I’m not sure what happened, but one minute it was the first of June and now it’s the middle of July. Some of this is because I went away on holiday (and it was marvellous) and some of this is because I’ve been taking the time to pause, think, and reconsider what I actually want out of More Blue Fabric.

The first thing to say is that I want to (and I will) continue posting my finished projects, and doing it under the same format as before. I really like being able to look back through the things I’ve made, and, it might be my day job kicking in, but evaluating what was and wasn’t good about each make helps me think about what to do next.
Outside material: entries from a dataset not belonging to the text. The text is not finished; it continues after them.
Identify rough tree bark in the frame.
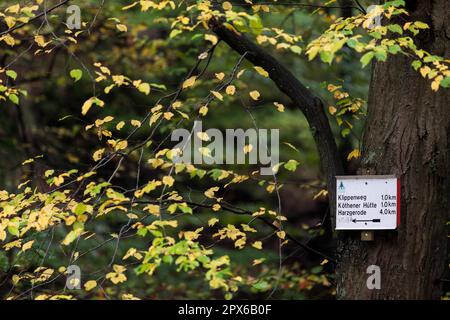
[209,18,343,230]
[337,0,450,299]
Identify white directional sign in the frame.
[336,176,400,230]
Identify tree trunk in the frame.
[336,0,450,299]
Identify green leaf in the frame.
[411,60,422,71]
[388,24,403,34]
[8,93,19,104]
[248,14,263,35]
[253,281,270,291]
[75,203,87,216]
[361,51,373,68]
[320,51,334,64]
[388,44,402,54]
[6,70,17,80]
[70,69,83,82]
[284,160,300,172]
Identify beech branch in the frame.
[209,18,343,228]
That’s not all though, and one of the things that came out of thinking about what I blog and why I blog is that, fundamentally, it’s the act of writing and having a focus to the writing that I enjoy. With that in mind, I’m going to start introducing posts that are related to my sewing but look at different aspects of creating. I’ve got a couple of ideas for blog posts already (at least two of which I’d planned to write in June, but, life) as well as a new series of posts that, in an irreverent way, focus on the fact not everything goes right every time.

Running through all of this is an attempt to be more structured and organised in my blogging; one of the reasons I have a backlog of posts to write about finished projects is that carving the time out to blog hasn’t always been as easy as I’d assumed it might be. I don’t plan on making blogging a chore, nor is it going to be something that’s an ironclad agreement that I will have new posts with the regularity I’d like all of the time, but I do have a content plan. Which is a weird sentence to type and feels a bit incongruous with what is, ultimately, a floaty blog about floaty dresses. And yet….

And yet, I’m currently at a milestone point in my life (hello big 3-0) and, call it a third life crisis if you will, but I’m thinking about the things I do, the ways that I spend my time, and the way that I want to spend my time, and making changes when things don’t look like they’re quite the right fit any more. Sewing is a big part of how I spend my time, and I want writing about sewing to be something that is considered as a part of that time, not something that’s incidental. It’s about shifting the priorities and the order of things, altering the focus and looking at writing here as a form of making that is as important as the stitches that hold the fabric together. In doing so, I’m hoping it will also make me value the act of sewing all the more and build richer stories to share.

Which is all a bit of a rambley way to say that you can expect to see a fair bit more blogging going on round here. I hope you’ll stick around.